Paula pensó que Alfonso había pronunciado una palabra difícil, confianza. Él no podía saber que desde la muerte de su padre, le costaba mucho confiar en los demás. Había descubierto que en la vida no había garantías; que hasta los seres más queridos podían dejarte en la estacada.


Por otra parte, no sabía nada de él; no sabía si Pedro Alfonso era un hombre de palabra o si sólo pretendía ganarse su confianza para atraparla en cuanto bajara la guardia.


Se preguntó si podía correr el riesgo. Aunque no lo creía, cabía la posibilidad de que su padre hubiera robado documentos históricos del Gobierno. Y si los había robado y ella los había vendido, tendría problemas graves.
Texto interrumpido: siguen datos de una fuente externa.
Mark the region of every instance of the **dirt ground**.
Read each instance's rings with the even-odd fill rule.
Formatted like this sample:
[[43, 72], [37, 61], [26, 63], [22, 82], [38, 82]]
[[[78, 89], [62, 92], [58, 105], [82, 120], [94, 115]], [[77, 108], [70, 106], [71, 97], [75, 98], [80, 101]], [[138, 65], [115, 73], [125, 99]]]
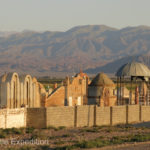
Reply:
[[[12, 141], [15, 142], [12, 142]], [[23, 143], [24, 141], [46, 143]], [[17, 143], [17, 141], [19, 141]], [[146, 150], [150, 149], [150, 123], [84, 128], [0, 129], [0, 150]]]
[[106, 146], [103, 148], [92, 148], [90, 150], [150, 150], [150, 142], [121, 144], [115, 146]]

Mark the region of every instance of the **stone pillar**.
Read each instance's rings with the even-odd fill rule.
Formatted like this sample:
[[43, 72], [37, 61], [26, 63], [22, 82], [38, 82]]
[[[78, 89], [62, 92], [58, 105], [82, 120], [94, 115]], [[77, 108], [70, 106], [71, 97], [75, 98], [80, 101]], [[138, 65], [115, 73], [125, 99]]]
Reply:
[[139, 90], [137, 86], [135, 88], [135, 104], [139, 104]]
[[40, 99], [41, 99], [41, 90], [38, 83], [36, 83], [36, 107], [40, 107]]
[[13, 96], [14, 96], [14, 83], [11, 82], [10, 83], [10, 102], [11, 102], [11, 106], [10, 108], [14, 108], [14, 99], [13, 99]]
[[32, 84], [32, 87], [33, 87], [33, 89], [32, 89], [33, 90], [33, 95], [32, 95], [33, 96], [33, 107], [36, 107], [36, 92], [35, 92], [36, 86], [35, 86], [35, 83]]
[[1, 107], [6, 106], [7, 107], [7, 84], [2, 83], [1, 84]]
[[19, 82], [19, 80], [17, 80], [17, 87], [16, 87], [16, 102], [17, 102], [17, 104], [16, 104], [16, 106], [17, 106], [17, 108], [20, 108], [20, 106], [21, 106], [21, 102], [20, 102], [20, 82]]
[[143, 86], [143, 97], [144, 97], [144, 105], [146, 105], [146, 89]]
[[26, 89], [26, 83], [24, 82], [23, 85], [23, 101], [24, 101], [24, 105], [27, 105], [27, 89]]
[[69, 85], [70, 85], [70, 81], [69, 81], [69, 77], [66, 77], [66, 83], [65, 83], [65, 106], [68, 106], [69, 104]]
[[7, 108], [11, 108], [11, 103], [10, 103], [10, 84], [7, 82]]
[[133, 79], [132, 79], [132, 77], [131, 77], [131, 81], [130, 81], [130, 82], [131, 82], [131, 87], [130, 87], [131, 89], [130, 89], [129, 105], [132, 104], [132, 80], [133, 80]]
[[23, 83], [20, 83], [20, 106], [24, 106]]
[[30, 102], [30, 107], [33, 107], [33, 93], [32, 93], [32, 81], [31, 81], [31, 79], [30, 79], [30, 82], [29, 82], [29, 102]]

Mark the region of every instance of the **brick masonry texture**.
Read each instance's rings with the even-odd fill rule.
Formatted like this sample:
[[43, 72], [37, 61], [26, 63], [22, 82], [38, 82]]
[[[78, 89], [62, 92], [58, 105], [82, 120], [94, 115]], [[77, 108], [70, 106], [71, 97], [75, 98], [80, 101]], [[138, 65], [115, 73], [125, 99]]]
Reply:
[[139, 122], [140, 121], [140, 106], [128, 105], [126, 108], [127, 108], [127, 123]]
[[1, 109], [0, 128], [26, 127], [26, 109]]
[[110, 107], [111, 124], [124, 124], [126, 123], [126, 106]]
[[74, 127], [74, 111], [74, 107], [48, 107], [46, 109], [47, 127]]
[[45, 128], [46, 127], [46, 109], [45, 108], [27, 108], [27, 127]]
[[150, 106], [94, 105], [0, 110], [0, 128], [84, 127], [150, 121]]
[[97, 107], [96, 106], [96, 125], [109, 125], [110, 124], [110, 107]]
[[93, 126], [94, 125], [94, 106], [77, 106], [76, 126]]
[[150, 121], [150, 106], [141, 107], [141, 121]]

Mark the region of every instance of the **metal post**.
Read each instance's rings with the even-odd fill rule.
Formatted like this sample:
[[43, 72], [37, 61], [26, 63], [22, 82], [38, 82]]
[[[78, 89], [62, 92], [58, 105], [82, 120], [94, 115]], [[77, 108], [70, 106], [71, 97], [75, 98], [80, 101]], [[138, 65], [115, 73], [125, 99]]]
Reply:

—Mira, sé que hemos empezado con mal pie —dijo Pedro al ver que dudaba—. No pretendo destruir tu negocio ni arruinar la reputación de tu padre, sólo quiero averiguar la verdad. Si tu padre no robó esos documentos, se los compró a quien los robó y tú los has vendido. Necesito saber quién se los vendió. Y tú me puedes ayudar. Seguro que su nombre está en alguna parte de tu establecimiento… Pero si me niegas tu ayuda, proteges indirectamente al ladrón.


—Yo no protejo a nadie —protestó.


—Por supuesto que sí. Y sinceramente, no sé por qué —dijo—. Estás tan preocupada por la reputación de tu padre que proteges a la persona que puede destruirla. ¿Eso es lo que verdaderamente quieres?


—¡No, claro que no!


—Entonces, ayúdame.


—Mi abogada me ha recomendado que no te diga nada.


Pedro frunció el ceño.


—Si no has hecho nada malo, ¿por qué necesitas a una abogada? Estás jugando con la reputación de tu padre.


—Mi padre era un hombre honrado. Jamás habría comprado algo a sabiendas de que se lo habían robado al Gobierno.


—Pero en cualquier caso, sería un problema de tu padre, no tuyo. Tú no tienes nada ver con el contenido de la librería, ¿verdad? Sólo la has heredado. No eres responsable.


—No, no lo soy.


—¿Y cuándo he insinuado yo que lo seas?


Paula lo miró con sorpresa y Pedro se quedó asombrado. 


Hasta ese momento, no se le había ocurrido pensar que ella tenía miedo de que la acusara por los pecados de su padre. 


Además, ni siquiera estaba seguro de que su padre fuera un ladrón. Lo había investigado bien y sabía que Paula decía la verdad, Miguel Chaves había sido un hombre de reputación intachable.


—Lo que tu padre hiciera o dejara de hacer —continuó —, no es asunto tuyo. A no ser, por supuesto, que sigas vendiendo objetos robados… Te estás arriesgando de forma completamente innecesaria, Paula.


Ella giró la cabeza y contempló su caseta. En ese mismo instante, Pedro supo que había tomado la decisión de cooperar.


—No intento dificultar tu trabajo —declaró, mirándolo a los ojos—. No tengo nada que ocultar. Si mi abogada está de acuerdo, puedes venir a la librería y comprobar los registros de mi padre cuando quieras.


Él asintió.


—En tal caso, te acompañaré a la librería cuando termines aquí. Quiero empezar tan pronto como sea posible.